Pertama, simulasi pemilu presiden dan kepala daerah pelaksaannya dilakukan secara terpisah agar dapat lebih sederhana. Zulkifli menyampaikan, hal itu sangat ideal tetapi menurutnya kecil kemungkinan disetujui partai-partai besar.
“Secara teori betul tapi partai besar enggak mau. Saya kira keberatan. Kalau saya sih setuju, tapi parpol besar belum tentu mau,” ujar Zulkifli menanggapi simulasi pertama yang disampaikan oleh Didik.
Kedua, pemilihan dilakukan secara proporsional tertutup. Akan tetapi, hal ini dengan tegas ditepis Zulkifli dengan alasan bertentangan dengan demokrasi Pancasila.
Zulkifli menegaskan, partainya sejak dulu mendukung pemilihan secara terbuka. Dengan begitu rakyat tidak akan disesatkan pada kondisi ‘beli kucing dalam karung’.
Simulasi ketiga, daerah pemilihan (dapil) parpol dipersempit. Namun menurut Zulkifli hal ini terlampau sulit direalisasikan karena tidak ada angka idealnya secara pasti. Kemudian jika terlalu dipersempit maka cakupannya menjadi seperti distrik.

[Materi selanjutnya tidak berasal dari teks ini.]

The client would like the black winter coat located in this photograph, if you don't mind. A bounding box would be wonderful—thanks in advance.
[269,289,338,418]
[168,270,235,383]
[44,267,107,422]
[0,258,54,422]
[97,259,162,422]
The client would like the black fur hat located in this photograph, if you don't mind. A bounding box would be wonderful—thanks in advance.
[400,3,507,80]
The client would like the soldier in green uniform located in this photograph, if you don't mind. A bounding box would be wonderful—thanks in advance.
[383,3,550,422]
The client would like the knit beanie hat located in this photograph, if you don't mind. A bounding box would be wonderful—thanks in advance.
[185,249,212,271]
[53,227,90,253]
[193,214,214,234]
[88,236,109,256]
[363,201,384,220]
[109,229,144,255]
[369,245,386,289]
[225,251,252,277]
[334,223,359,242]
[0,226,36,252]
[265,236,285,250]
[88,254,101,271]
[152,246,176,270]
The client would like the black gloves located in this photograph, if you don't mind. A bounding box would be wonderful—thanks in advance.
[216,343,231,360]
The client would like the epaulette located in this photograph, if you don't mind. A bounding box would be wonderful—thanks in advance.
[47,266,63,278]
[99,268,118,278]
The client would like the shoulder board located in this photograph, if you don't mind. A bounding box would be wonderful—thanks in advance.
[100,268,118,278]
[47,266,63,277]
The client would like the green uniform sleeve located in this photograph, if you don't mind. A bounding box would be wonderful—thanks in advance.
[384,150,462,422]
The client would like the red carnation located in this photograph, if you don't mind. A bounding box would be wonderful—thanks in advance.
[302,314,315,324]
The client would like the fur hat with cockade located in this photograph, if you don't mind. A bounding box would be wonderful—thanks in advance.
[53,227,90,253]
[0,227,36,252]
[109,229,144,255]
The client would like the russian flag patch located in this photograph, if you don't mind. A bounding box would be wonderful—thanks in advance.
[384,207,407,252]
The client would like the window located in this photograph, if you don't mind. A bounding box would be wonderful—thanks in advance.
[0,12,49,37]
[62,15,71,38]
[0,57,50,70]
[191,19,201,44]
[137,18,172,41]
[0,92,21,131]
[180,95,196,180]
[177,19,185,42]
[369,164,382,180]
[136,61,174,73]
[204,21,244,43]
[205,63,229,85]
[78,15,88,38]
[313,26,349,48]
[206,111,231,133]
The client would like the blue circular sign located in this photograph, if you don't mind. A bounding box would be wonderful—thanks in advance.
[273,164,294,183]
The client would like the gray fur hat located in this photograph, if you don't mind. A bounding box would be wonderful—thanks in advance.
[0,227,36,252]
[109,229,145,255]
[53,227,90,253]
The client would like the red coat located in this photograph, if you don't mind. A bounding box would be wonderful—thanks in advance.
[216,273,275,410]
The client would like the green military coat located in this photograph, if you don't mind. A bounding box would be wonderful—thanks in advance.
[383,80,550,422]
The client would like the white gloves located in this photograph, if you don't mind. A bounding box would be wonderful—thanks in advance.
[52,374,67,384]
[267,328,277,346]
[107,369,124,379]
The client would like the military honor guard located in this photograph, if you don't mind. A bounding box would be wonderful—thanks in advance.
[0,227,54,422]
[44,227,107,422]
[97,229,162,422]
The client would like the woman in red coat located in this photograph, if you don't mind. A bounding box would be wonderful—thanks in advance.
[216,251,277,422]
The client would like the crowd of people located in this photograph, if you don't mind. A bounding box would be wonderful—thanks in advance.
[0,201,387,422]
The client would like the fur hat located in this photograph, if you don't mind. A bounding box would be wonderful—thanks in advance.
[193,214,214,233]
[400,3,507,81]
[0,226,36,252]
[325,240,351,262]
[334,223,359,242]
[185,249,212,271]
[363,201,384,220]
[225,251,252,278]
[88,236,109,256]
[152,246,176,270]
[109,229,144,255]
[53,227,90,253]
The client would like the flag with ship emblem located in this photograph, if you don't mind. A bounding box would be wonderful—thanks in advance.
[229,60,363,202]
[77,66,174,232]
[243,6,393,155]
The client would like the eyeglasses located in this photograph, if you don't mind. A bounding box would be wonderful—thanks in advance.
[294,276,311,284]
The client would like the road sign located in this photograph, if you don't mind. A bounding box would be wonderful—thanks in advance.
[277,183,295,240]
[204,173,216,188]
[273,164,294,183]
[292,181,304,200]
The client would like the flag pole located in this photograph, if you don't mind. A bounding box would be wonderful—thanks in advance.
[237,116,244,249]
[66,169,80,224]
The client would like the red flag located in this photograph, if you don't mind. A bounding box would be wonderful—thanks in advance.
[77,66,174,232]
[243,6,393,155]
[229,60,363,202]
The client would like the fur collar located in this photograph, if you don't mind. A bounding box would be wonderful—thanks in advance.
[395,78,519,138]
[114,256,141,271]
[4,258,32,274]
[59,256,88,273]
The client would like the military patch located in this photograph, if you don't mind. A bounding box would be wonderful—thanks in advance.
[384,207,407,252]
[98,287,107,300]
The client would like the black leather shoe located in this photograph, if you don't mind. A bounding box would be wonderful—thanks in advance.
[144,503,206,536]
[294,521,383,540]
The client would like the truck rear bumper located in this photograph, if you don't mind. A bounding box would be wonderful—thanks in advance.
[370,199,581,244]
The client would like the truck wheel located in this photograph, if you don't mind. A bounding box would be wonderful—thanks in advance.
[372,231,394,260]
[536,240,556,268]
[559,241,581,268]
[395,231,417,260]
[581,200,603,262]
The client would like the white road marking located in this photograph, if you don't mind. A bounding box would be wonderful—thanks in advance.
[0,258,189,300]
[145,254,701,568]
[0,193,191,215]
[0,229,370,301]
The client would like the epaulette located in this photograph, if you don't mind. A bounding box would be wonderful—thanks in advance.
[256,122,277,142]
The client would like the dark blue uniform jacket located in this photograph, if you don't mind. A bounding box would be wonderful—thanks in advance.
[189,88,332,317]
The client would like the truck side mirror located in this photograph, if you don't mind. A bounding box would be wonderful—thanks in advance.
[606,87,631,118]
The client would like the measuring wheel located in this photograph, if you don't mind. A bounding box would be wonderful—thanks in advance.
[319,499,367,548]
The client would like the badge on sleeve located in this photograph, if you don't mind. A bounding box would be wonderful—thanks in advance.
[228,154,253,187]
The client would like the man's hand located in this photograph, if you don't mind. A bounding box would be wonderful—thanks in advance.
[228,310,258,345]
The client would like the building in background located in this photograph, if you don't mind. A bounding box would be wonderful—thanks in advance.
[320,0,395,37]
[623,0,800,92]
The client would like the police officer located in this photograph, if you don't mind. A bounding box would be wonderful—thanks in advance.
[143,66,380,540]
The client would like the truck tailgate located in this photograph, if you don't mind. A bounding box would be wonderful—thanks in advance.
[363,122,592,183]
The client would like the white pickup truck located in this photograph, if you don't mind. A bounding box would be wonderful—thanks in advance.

Keempat, ambang batas atau threshold dalam Pemilu 2019 angkanya diturunkan menjadi satu persen. Terhadap hal ini, Zulkifli berpendapat alangkah lebih baik jika threshold ditiadakan agar kader yang sudah mendapat perolehan suara tertinggi bisa langsung dikukuhkan sebagai pemenang. Sehingga tidak ada lagi perdebatan ataupun gugatan pasca pemilu ke Mahkamah Konstitusi (MK) yang berbuntut panjang.
“Saya setuju sebetulnya kalau threshold itu jangan tinggi-tinggi. Bagus seperti di daerah, kalau perolehannya paling tinggi, ya sudah jadi. Orang sudah dipilih, mau bagaimana? Maksud saya itu kalau di daerah berapa pun perolehannya kan ia yang duduk, nah itu yang konsisten. Saya sih setuju 1 persen karena kita harus menghargai suara masuk. Tapi kalau sekarang kan (threshold-nya) 3,5 persen,” terangnya.
Simulasi terakhir, keikutsertaan perempuan yang duduk dalam parlemen dengan angka minimal 30 persen. Zulkifli mengatakan, hingga saat ini hal itu masih menjadi kendala partai politik karena tidak banyak perempuan yang terjun ke dunia politik memiliki pengikut.
“30 persen suara saya setuju tapi tetap sulit karena perempuan yang mau masuk politik dan sudah memiliki pengikut masih sedikit. Kalau tidak punya pengikut kan kasihan, sudah keluar uang tapi tidak ada yang milih. Ideal tapi sulit karena partai-partai besar belum tentu mau,” kata Zulkifli.
“Tujuan kita bukan untuk makhluk individu, tapi semua untuk semua. Kalau mau pandangan hidup ini berubah, ganti Pancasilanya. Saya waktu itu disumpah. Jadi kita harus berpegangan pada prinsip-prinsip,” pungkasnya.